Mister Novelist
- First edition
- Author: Andrei Gusev
- Original title: Господин сочинитель
- Language: Russian
- Genre: stories, fantasy
- Publisher: "ГКС России" (Russia)
- Publication date: 1994
- Publication place: Russia
- Pages: 192 pp
- Preceded by: Presentation
- Followed by: With Chronos' Permit

= Mister Novelist =

Book by Russian writer Andrei Gusev

 Mister Novelist (Господин сочинитель) is a book (collection of stories) by Russian writer Andrei Gusev, published in 1994.

==Plot summary==
The collection includes two stories and eleven short stories, each with its own unique plot and setting. The reader's attention will be attracted by mystical and dramatic stories, lyrical scenes, as well as BDSM fantasy.

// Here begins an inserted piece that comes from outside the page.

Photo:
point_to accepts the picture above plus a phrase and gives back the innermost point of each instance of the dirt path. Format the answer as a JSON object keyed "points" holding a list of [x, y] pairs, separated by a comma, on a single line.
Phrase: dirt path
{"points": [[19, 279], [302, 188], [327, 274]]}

In the story "Mister Novelist", dedicated to the fate of a young writer, the main place is occupied by the theme of love and the contradictions that arise in the life of an artist. For a serious understanding of the problems of existence, a person needs not heaven or hell, but real life. This idea is heard in the story "Topography of Hell" and the story itself is entirely built on a love plot.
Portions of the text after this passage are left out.